ÁRNI di Dorka Vermes

(Ungheria)

(103′)

(Biennale College)

Il giovane e silenzioso Árni passa le sue giornate prendendosi cura degli animali del circo itinerante in cui lavora. Un giorno, a causa di un’errata consegna, arriva un lunghissimo serpente ad aggiungersi alla collezione degli animali esotici della compagnia e Árni ne subisce un’immediata fascinazione.
La regista ungherese Dorka Vermes rappresenta un mondo dove tutto è ridotto al malsano rapporto di dipendenza che si instaura tra prede e predatori.
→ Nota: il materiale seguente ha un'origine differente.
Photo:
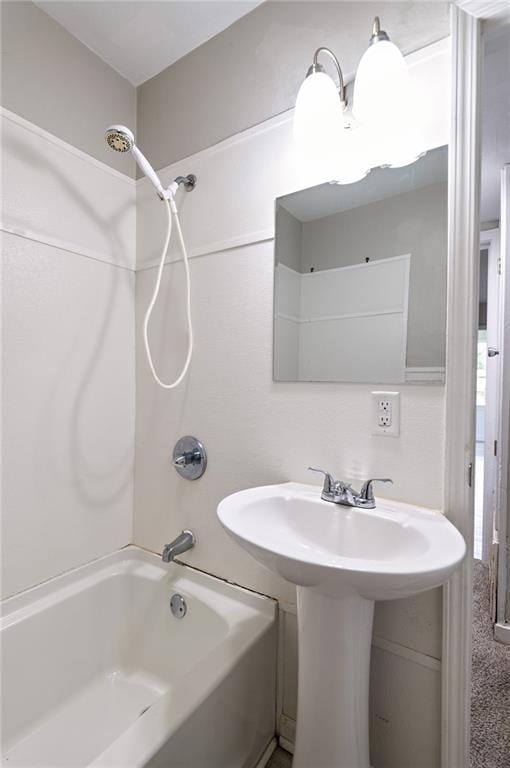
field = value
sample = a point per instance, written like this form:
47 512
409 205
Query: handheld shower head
120 138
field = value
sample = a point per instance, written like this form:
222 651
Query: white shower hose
171 209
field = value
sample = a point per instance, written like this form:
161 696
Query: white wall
68 235
257 431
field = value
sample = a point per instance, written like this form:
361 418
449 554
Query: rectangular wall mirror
360 278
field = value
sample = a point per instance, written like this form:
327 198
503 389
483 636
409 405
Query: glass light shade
318 122
382 103
352 164
328 150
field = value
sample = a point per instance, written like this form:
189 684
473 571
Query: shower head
120 138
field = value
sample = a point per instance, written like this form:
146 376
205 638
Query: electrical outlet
386 413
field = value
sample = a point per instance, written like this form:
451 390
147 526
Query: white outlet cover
388 403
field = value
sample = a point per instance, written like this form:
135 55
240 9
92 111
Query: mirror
360 278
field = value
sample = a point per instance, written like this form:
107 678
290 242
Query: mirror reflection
360 278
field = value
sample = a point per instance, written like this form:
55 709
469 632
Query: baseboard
267 753
502 633
285 744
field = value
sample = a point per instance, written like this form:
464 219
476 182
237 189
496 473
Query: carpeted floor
490 685
490 688
280 759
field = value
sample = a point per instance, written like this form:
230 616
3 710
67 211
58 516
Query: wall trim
462 313
219 246
13 117
62 245
425 375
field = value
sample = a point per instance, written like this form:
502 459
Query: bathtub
96 671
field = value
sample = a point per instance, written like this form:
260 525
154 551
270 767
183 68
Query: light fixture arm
378 34
316 67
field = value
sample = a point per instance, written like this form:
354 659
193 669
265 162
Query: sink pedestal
335 636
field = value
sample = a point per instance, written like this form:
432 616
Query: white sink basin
342 559
392 551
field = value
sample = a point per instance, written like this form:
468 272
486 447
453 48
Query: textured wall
68 357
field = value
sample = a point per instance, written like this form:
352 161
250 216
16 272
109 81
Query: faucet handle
329 483
367 492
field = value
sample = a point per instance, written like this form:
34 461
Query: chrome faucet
184 541
339 492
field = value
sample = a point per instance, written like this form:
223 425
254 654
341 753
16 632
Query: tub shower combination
128 662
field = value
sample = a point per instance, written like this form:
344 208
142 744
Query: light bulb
318 123
352 163
382 104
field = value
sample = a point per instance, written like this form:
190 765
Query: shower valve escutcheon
189 458
338 492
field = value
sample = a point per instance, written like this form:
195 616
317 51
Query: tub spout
181 544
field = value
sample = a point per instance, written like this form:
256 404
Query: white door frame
462 322
490 239
502 629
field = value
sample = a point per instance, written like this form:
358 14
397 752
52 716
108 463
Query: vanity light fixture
342 145
382 101
323 123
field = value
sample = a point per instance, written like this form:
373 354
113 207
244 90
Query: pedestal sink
342 559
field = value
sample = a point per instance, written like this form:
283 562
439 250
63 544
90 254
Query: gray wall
253 69
56 82
416 223
288 239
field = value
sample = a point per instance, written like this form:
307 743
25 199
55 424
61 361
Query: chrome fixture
178 606
189 458
122 139
380 128
339 492
184 541
378 34
316 67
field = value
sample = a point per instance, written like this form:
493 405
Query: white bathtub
97 672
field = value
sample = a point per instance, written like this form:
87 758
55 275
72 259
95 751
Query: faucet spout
186 540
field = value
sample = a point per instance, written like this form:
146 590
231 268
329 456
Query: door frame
489 239
502 628
462 322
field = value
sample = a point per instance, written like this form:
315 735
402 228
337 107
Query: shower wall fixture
121 139
342 143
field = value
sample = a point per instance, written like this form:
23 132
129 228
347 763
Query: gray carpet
490 685
280 759
490 688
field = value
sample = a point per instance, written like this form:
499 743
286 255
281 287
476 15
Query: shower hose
171 209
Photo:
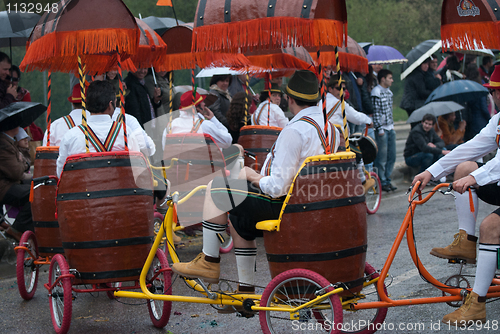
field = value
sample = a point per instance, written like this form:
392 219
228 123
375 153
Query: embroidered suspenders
267 170
69 121
110 139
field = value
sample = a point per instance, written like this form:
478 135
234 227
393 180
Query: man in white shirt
483 182
101 103
255 197
268 112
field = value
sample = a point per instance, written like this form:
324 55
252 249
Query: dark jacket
136 101
418 139
12 166
366 101
5 99
415 91
477 116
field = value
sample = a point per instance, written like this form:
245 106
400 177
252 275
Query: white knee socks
211 242
245 260
466 218
486 266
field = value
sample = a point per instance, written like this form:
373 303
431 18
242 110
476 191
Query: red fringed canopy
242 25
470 24
81 28
179 55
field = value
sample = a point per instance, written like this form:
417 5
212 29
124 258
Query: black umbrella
20 114
15 28
418 54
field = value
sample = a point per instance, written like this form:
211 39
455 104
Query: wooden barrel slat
121 215
43 207
258 139
328 239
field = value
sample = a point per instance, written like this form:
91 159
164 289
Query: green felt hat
303 86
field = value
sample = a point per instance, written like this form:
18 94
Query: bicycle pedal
457 261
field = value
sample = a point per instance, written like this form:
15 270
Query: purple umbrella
382 54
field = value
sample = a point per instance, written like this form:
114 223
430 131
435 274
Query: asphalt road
435 224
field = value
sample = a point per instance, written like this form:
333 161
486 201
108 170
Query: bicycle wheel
374 195
159 310
365 321
60 297
293 288
227 243
26 269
Lo stesso protagonista sembra cadere costantemente in situazioni che lo rendono facile bersaglio, come fosse un’inevitabile tendenza. Árni è solo, nonostante tenti di legarsi a qualcuno, non riesce mai a ottenere un contatto umano rilevante e soddisfacente.
Moltissimi i riferimenti simbolici della situazione che circonda Árni, tutti appartenenti al mondo animale: il barboncino malato da abbattere, il topolino che viene dato in pasto al serpente, il cane randagio che, predatoriamente, insegue o sbrana le sue vittime… Ed è in questo setting, dove tutti gli elementi più deboli vengono schiacciati, divorati o usati come esca, che Árni si muove per cercare un contatto, a tutti i costi.
Pochissimi i dialoghi, ben costruita la colonna sonora con i suoi picchi che squarciano la quiete durante le esplosioni di colpi da arma da fuoco, resi volutamente esagerati.
Ben rappresentata la tematica del sacrificio in nome del solo apparente miglioramento. Molto d’impatto il simbolico quanto tragico finale.